Apologizing to Harry Belafonte, the question is: “How low can we go?” It’s clear that the recession and declining profits have reduced the value of casinos. Penn National has essentially recovered the debt of Resorts M at 23 cents per dollar and will wait for Las Vegas to recover.”We see this deal as something that Penn can’t let go of,” said Morgan Joseph gaming analyst Justin Sebastiano.

MGM Resorts may become a market for buyers as companies such as MGM Resorts ($13 billion in long-term debt) and Harrer Entertainment ($19 billion) deal with liquidity issues. MGM Resorts officials said that none of their properties are for sale. But never say never. The Borgata deal is the heart of MGM Resorts’ debt repayment plan. The casino operator is counting on $250 million. Another $114 million in trust will go to the company once the sale is completed.

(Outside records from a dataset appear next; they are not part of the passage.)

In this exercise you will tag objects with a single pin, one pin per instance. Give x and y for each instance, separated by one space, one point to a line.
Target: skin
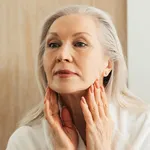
76 47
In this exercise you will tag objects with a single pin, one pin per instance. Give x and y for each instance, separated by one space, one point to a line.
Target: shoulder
27 137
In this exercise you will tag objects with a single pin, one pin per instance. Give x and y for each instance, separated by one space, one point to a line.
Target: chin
66 90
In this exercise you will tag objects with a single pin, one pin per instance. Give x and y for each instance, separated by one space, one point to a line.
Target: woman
82 77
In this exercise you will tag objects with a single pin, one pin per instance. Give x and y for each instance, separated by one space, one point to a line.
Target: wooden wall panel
19 30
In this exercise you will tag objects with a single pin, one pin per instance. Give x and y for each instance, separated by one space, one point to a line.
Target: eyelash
58 45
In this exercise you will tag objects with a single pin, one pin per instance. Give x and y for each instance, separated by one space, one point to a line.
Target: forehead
74 23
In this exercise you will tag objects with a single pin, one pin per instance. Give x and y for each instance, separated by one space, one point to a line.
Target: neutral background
19 35
139 47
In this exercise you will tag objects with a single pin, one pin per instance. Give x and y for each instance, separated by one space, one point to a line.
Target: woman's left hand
99 125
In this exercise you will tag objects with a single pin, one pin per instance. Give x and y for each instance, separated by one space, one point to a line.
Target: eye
54 45
80 44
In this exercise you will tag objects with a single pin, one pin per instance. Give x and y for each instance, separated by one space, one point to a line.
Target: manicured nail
92 88
102 88
83 100
97 84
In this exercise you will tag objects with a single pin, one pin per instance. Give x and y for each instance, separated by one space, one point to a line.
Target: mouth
64 73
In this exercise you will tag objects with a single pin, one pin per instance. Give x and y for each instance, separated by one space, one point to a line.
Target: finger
99 102
92 103
86 112
66 117
105 102
47 94
51 110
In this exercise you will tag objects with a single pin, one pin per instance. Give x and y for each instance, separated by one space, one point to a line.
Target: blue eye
80 44
53 45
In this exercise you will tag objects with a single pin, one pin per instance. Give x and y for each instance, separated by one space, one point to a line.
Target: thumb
66 117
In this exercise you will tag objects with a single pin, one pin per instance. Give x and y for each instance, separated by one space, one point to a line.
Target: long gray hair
115 83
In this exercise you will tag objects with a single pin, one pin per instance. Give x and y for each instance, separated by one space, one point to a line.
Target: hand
98 121
64 136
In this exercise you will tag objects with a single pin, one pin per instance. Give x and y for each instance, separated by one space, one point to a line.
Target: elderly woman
82 77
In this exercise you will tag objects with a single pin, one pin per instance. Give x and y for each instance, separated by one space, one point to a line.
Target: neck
72 102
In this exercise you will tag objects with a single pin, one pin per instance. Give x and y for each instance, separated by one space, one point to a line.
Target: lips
65 71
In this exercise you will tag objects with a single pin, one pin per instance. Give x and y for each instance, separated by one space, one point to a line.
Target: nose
64 53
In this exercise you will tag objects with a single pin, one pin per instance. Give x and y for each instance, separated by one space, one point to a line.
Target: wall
19 30
138 18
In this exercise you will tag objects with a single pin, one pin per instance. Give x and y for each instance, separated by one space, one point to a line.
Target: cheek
47 63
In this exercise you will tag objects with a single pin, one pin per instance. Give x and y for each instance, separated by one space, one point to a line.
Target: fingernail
97 83
83 100
92 88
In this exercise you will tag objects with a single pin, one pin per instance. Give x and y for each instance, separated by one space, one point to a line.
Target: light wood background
20 21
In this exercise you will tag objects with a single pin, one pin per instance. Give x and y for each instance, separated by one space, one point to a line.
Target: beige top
132 132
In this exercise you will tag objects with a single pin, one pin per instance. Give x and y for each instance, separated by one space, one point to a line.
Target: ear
107 67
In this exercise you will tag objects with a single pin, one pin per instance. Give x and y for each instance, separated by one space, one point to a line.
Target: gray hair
115 83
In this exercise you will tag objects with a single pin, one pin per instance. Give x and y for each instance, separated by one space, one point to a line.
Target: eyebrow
78 33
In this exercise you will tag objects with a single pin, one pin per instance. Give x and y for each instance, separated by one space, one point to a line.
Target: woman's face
73 56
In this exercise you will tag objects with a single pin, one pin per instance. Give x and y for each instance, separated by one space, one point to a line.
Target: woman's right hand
64 134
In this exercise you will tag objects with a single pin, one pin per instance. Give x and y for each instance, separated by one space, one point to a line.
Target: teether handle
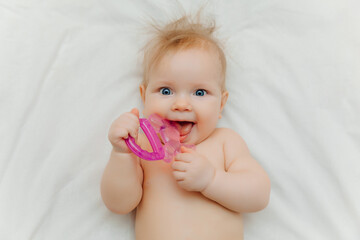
158 151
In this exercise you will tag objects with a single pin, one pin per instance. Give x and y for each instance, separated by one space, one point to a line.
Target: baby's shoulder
226 134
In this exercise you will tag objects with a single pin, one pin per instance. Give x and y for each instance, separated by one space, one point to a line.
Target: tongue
184 128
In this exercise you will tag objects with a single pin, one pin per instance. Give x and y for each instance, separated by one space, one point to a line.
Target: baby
203 192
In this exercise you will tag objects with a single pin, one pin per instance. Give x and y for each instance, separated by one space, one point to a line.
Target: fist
192 171
127 124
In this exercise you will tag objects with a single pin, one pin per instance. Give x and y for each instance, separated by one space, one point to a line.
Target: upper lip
177 120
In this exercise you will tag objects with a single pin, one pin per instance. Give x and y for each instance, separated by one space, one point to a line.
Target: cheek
155 105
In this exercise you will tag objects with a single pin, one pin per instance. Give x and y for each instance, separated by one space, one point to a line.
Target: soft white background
68 68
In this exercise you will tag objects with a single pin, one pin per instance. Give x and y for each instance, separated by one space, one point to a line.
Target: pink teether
169 134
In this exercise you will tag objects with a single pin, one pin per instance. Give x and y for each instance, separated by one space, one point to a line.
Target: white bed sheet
68 68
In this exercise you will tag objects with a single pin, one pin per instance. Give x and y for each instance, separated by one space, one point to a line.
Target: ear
224 97
142 89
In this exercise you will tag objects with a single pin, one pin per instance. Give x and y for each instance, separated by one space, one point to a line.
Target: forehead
192 65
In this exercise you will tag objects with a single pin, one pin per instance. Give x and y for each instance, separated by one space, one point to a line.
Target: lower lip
182 138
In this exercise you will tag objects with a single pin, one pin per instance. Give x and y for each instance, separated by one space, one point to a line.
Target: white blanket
68 68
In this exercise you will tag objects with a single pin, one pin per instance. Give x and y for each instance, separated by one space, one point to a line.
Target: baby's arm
244 186
121 185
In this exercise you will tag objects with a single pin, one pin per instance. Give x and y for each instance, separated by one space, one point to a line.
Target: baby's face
185 88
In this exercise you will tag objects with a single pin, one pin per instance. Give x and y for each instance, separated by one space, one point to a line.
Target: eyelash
166 88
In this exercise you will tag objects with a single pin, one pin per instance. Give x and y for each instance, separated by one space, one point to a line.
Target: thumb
186 149
135 111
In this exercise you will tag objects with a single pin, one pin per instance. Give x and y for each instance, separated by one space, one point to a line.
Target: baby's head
184 78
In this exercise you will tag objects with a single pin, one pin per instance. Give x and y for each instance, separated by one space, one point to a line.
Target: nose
181 103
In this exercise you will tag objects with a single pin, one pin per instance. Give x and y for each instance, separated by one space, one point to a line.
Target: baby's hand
192 171
127 123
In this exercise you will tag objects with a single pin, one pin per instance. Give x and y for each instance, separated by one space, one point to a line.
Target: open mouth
184 128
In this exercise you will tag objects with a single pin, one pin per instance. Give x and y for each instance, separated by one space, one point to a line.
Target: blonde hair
183 33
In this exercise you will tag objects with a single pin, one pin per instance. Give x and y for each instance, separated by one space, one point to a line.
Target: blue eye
165 91
200 92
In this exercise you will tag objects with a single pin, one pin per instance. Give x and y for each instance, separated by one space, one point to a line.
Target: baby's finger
184 157
135 111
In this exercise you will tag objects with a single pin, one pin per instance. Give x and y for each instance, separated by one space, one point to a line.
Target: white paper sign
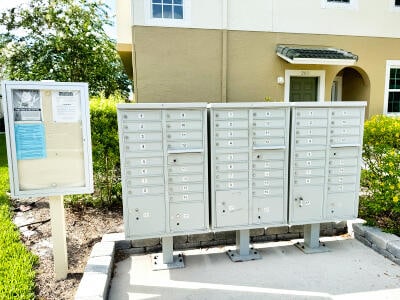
66 107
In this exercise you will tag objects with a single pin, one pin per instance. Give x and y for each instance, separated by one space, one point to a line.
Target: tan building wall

Boyd Gaming Corp. has a priority right to decline the deal. FBR Capital gaming analyst Jane Pedreira told Press of Atlantic City that she did not believe the casino operator would accept the offer because Boyd did not want to increase its market exposure. Now that the Atlantic City is on its way, MGM Resorts should be happy that it has found a buyer. On the same day that the deal was announced, Atlantic City saw its game revenue fall for the 25th straight month, with a 11.6% decline in September. Borgata’s gaming income dropped 16.1 percent in the month. The casino’s income dropped 7.7 percent in the first nine months of 2010. 에볼루션 바카라사이트

Andrew Janet, a game analyst at Deutsche Bank, said the numbers will continue to fall. The Sugar House Casino in Philadelphia opened and slot machines started in April on New York’s Sioux Race Track. Last month, the troubled resort Atlantic City sold to gaming veteran Dennis Gomes for $35 million, the lowest price ever paid for a New Jersey casino. Gomes plans to leverage HBO’s “Boardwalk Empire” to run the property under a roaring 20s theme.